Gains are yet to be realized
While the industry has set stiff KPI targets for its smart factories, these are a long way from being fulfilled: of the 35% productivity improvement target, just 15% has been achieved so far, and there has been only an 11% improvement in Overall Equipment Effectiveness (OEE) and reduced stocks/WIP, compared to targets of 38% and 37% respectively. This demonstrates that many initiatives are yet to be scaled fully.
For automotive organizations to deploy smart factories at scale, the new report recommends them to set and commit to a vision, work hard to integrate IT solutions, and strengthen IT-OT convergence. Furthermore, they would need to build a talent base for the future and nurture a culture of data-driven operations.

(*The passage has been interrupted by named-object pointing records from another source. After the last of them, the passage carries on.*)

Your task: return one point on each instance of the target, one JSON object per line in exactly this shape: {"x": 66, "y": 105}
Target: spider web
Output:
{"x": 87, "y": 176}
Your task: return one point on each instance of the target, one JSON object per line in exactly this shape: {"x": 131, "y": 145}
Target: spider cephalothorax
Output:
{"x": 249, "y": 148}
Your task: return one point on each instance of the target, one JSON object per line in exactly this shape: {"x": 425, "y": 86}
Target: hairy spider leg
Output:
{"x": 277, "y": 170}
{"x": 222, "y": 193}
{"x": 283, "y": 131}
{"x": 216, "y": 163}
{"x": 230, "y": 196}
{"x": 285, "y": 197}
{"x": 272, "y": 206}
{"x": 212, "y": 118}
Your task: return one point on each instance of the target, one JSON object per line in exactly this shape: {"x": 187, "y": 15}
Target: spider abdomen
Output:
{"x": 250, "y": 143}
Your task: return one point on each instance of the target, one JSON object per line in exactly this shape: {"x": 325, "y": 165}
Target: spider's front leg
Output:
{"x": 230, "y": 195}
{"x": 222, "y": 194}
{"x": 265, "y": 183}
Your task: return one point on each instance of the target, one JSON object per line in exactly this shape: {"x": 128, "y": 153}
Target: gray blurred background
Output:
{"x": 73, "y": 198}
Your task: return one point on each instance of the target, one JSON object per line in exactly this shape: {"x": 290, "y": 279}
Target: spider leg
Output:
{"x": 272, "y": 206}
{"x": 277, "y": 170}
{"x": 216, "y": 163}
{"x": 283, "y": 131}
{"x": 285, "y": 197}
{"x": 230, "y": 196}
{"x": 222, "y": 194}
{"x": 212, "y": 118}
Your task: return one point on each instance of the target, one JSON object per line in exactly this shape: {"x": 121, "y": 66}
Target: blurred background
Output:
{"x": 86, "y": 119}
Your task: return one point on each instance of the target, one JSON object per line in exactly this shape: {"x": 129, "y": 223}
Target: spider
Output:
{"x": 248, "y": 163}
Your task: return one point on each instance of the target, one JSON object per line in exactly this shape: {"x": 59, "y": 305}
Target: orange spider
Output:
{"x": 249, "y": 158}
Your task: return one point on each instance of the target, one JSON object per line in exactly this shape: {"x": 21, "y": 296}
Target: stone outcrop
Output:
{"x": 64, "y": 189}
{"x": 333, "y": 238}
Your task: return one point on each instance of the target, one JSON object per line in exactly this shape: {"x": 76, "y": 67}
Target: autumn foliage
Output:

To access the full findings and report, click here.
For this report, the Capgemini Research Institute:
- Surveyed 100 automotive executives from large automotive OEMs and suppliers, 98 of which have existing smart factory operations, across eleven countries, with revenues of more than 1 billion US dollars.
- Conducted ten in-depth interviews with senior auto executives overseeing smart factory initiatives.
 The ‘Novices’ cohort includes organizations that are not in a position to seize the smart factory prize.
 ‘Frontrunners’ are a high-performing cohort that outperforms all the other groups on all dimensions of smart factory transformation.
 “Smart” factories leverage digital technologies to gain significant improvements in productivity, quality, flexibility, and service. Three key digital technologies enable the smart factory. Connectivity: for example, leveraging the Industrial IoT to collect data from existing equipment and new sensors. Intelligent Automation: for example, advanced robotics, machine vision, distributed control, drones. Cloud-Scale Data Management and Analytics: for example, implementing predictive analytics/AI. These digital technologies will also enable IT-OT convergence to support end-to-end digital continuity from design to operations (digital twin).